Già sin dai miei primi film ero circondato da consiglieri che, con una bella regolarità, mi mettevano sotto il naso le occasioni drammaturgiche e mi spingevano a coglierle – per amore di un maggior successo pubblico. E poi non potevo far altro se nonche seguire la strada delle ambivalenze e delle contraddizioni. Per amore della verità? Forse anche perché sentivo che in questo campo della drammaturgia ad effetto altri registi erano più dotati e più privi di scrupoli di me. Seguivo il mio talento, tutto qui. E questo talento risiede nella forma epica, nella relazione tra storia individuale e grande storia. È in HEIMAT che questa strada mi è stata chiara per la prima volta. Il mito è nato dall’uguaglianza tra la descrizione dei personaggi e la descrizione degli eventi storici. In questo quadro, una relazione extraconiugale non scatena un dramma, perché un dramma più importante, la guerra, si è abbattuto sugli uomini. Ma la pioggia di bombe su Berlino non è più determinante della storia della vecchia prostituta che riesce, nel bel mezzo di un bombardamento, a parlare per l’ultima volta al suo fidanzato morente.

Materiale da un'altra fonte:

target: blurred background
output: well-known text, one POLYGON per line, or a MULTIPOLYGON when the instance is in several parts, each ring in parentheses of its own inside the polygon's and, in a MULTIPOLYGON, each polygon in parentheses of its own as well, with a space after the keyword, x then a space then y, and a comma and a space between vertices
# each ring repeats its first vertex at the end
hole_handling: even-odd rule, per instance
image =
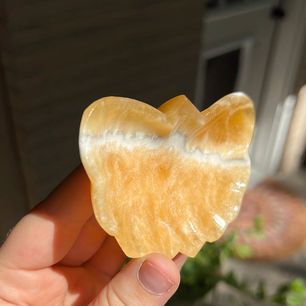
POLYGON ((250 188, 277 177, 306 197, 306 2, 0 6, 0 237, 80 163, 82 112, 107 95, 158 107, 185 94, 202 110, 245 92, 256 112, 250 188))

DIE ANDERE HEIMAT (L’altra Heimat) obbedisce allo stesso modo al principio narrativo epico: l’emigrazione, in quanto grande movimento storico, attraversa tutto il film e non &egrav
e; utilizzata come elemento decorativo o sfondo. La storia di Gustav e Jakob raggiunge questi elementi storici. Perché lascio che Jakob accompagni il convoglio? Perché non ci sono più conflitti prima della partenza? Perché la madre, gravemente malata, è seduta in cortile e sorride, nel momento degli addii? Ovvio che conosco tutti i mezzi per forzare una storia! Ma mi sarei considerato come un falsificatore e un truffatore e un comico se avessi messo in scena un conflitto – anche giusto – in quel momento. Le immagini del grande convoglio sono immagini storiche che devono ricordarci che tutte queste persone non sono più di questo mondo da tempo. La certezza della morte – me ne rendo conto sempre di più, a forza di raccontare questa storia – aleggia su tutti i personaggi e tutte le immagini. Ed è questo che dà loro la bellezza, il pathos ed è anche una verità cinematografica che rivendico!